Mondale's candor went unrewarded. He was well behind in the polls when ABC's Peter Jennings opened the first televised debate between the two candidates. A sure-footed Mondale went after Reagan in that debate, and initially it seemed as if the debate could become a game changer for Mondale.
"You could actually see a chance that if Reagan couldn't pull his act together a little bit better, we might have a real contest on our hands," Ornstein recalled.
But Reagan did pull it together by the second debate, and Reagan unleashed an artful zinger against Mondale, saying, "I will not make age an issue of this campaign. I am not going to exploit for political purposes my opponent's youth and inexperience." The audience laughed.
Reagan went on to trounce Mondale, beating him in 49 states. The only state Mondale carried was Minnesota.
Two decades later, at the Dole Institute of Politics, Mondale ruefully reflected on that race.
"I knew my chances of winning were not very good. That anybody [who] wants to run against Reagan ought to go see his doctor, you know, because he had some kind of touch I can't explain.'
He described going to see Jesse Unruh, who had run against Reagan during his bid for California governor.
Mondale remembered asking, "What do you recommend?"
"He said, 'quit.' "
Berman recalled Mondale's primary objective for the 1984 campaign was to win in Minnesota.
"And we didn't lose Minnesota," Berman noted.
That would come later, after Mondale served three years as President Bill Clinton's ambassador to Japan. It happened unexpectedly in 2002, when Mondale was pressed by his party to run for Paul Wellstone's Senate seat after Wellstone was killed in a plane crash 10 days before the election. Republican challenger Norm Coleman won.
Ornstein later attributed Mondale's loss mainly to a voter backlash caused by political remarks from others at Wellstone's memorial service and said the defeat was a difficult blow for Mondale.
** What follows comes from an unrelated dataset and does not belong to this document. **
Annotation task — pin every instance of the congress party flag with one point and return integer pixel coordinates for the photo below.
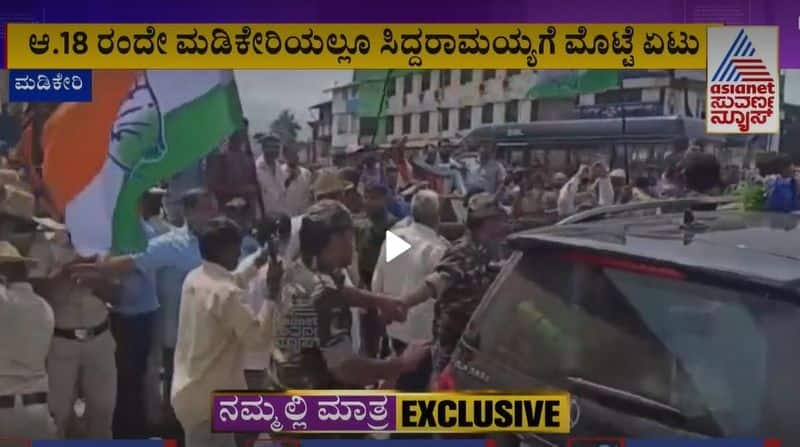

But those who knew Mondale say he seemed to care more about how he'd campaigned than what the final result was.
In a campaign ad from his 1984 presidential bid, Mondale said he'd "rather be the underdog in a campaign about decency than to be ahead in a campaign about self-interest."
Mondale wrote a political memoir in 2010. He called it, The Good Fight - A Life in Liberal Politics. Words that could serve as his epitaph, as well.